Cheney: Come and Get Me

The former Vice President (and de facto leader of the U.S. government during the previous administration) admits that he "was a big supporter" of waterboarding (aka torture). As Harper's Scott Horton writes, Cheney, in his interview with ABC's Jonathan Karl --
-- was not speaking hypothetically but admitting his involvement in the process that led to decisions to waterboard in at least three cases.
Horton thinks that Cheney wants to be prosecuted, and that we should "give him what he wants." But I'm not so sure that's what Cheney wants. I don't think Cheney would shy away from a war crimes trial, but I think he has some twisted design on attempting to codify torture as part of U.S. policy in the future. In his mind, he likely believes that the majority of American people would be in support of the policies Cheney authorized in the prosecution of the "war" on terrorism. He likely believes that Americans cannot tolerate another successful attack on American soil without actually soiling themselves. And so, in the court of public opinion, he wins even if he loses in court.

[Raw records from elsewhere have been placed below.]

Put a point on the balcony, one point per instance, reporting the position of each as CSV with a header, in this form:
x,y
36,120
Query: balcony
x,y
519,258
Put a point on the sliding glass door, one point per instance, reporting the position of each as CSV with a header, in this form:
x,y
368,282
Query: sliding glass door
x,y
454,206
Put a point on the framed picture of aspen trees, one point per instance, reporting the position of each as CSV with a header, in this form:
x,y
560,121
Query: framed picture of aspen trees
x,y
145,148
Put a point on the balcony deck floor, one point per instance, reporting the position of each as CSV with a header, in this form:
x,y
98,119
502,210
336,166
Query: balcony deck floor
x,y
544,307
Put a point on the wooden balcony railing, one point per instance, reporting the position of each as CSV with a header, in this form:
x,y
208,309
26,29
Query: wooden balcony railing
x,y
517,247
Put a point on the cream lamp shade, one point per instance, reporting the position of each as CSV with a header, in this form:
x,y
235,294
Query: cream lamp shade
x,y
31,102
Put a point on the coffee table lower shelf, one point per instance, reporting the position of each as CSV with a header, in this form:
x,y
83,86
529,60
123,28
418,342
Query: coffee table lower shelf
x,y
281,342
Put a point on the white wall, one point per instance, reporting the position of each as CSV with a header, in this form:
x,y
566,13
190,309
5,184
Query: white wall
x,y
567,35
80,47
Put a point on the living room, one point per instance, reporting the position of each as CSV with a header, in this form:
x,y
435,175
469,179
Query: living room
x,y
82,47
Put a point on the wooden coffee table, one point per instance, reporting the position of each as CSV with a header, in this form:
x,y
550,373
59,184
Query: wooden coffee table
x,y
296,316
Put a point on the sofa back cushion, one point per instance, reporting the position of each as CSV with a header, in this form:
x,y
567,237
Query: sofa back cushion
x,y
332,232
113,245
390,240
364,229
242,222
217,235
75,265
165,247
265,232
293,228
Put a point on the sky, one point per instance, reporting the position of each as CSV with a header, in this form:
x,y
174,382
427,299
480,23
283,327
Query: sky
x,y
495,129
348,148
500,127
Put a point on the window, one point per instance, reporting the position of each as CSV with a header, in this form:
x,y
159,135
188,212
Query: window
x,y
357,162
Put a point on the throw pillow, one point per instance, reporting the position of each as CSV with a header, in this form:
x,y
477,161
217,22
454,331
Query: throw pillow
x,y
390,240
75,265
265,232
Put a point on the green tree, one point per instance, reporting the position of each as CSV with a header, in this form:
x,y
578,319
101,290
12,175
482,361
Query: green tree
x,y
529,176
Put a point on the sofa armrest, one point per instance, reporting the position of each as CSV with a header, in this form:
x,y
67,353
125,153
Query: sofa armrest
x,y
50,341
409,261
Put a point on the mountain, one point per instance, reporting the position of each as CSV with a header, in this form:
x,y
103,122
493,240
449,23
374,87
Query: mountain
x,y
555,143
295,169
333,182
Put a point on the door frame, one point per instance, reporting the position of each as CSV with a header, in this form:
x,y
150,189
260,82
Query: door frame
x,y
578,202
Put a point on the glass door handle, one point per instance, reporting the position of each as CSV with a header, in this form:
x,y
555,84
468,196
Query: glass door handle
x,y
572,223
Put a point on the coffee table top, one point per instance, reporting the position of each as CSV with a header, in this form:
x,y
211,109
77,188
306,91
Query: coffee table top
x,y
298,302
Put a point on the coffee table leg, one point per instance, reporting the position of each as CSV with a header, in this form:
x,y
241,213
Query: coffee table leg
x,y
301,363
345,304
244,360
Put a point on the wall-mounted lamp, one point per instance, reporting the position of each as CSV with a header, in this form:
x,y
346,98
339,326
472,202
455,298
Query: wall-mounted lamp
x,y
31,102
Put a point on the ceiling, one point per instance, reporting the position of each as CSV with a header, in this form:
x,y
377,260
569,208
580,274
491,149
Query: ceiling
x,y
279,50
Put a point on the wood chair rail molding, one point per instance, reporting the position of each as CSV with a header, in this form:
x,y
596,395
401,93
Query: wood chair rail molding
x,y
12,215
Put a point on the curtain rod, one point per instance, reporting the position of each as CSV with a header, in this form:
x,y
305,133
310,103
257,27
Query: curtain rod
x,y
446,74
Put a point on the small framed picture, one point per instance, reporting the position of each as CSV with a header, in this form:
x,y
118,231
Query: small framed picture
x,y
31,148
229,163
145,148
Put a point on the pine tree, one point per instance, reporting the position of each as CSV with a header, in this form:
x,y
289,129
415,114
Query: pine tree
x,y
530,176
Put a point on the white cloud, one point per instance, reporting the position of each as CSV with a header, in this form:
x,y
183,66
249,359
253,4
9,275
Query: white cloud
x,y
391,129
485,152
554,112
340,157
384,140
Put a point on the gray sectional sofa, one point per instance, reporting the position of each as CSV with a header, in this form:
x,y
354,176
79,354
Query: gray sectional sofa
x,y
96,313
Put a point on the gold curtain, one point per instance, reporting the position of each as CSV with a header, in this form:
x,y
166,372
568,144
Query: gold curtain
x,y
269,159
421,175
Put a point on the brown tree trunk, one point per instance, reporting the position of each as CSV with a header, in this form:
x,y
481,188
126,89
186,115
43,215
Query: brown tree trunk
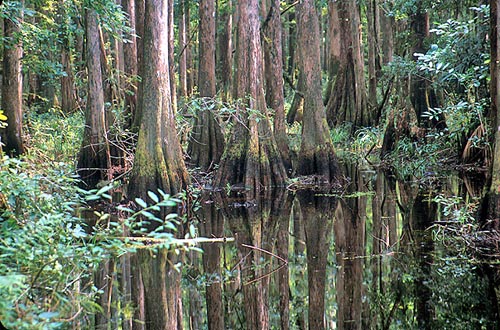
x,y
422,95
12,84
386,36
171,55
225,48
251,157
130,59
183,40
275,96
316,151
207,142
373,18
493,195
94,157
139,28
348,98
158,164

And Cheney likely believes that he could eventually win in court. With a battery of lawyers skilled at arguing the law, plus a very sympathetic appeals process all the way to the conservative Roberts Supreme Court, he could conceivably find a legal pathway to legitimacy. A Cheney court victory, literal or otherwise, could clear the way for the GOP to paint Democrats as soft on homeland security for prosecuting him when the country is still at war.

I say, let Cheney rant all he wants. Paint him with the same brushstrokes as one would paint Lyndon LaRouche or George Wallace: an ideological outlier whose views are so fringe that they destroy American goodwill around the world. Considering the progress Obama has made since his election at restoring America's place in the world, there's considerable room to fall.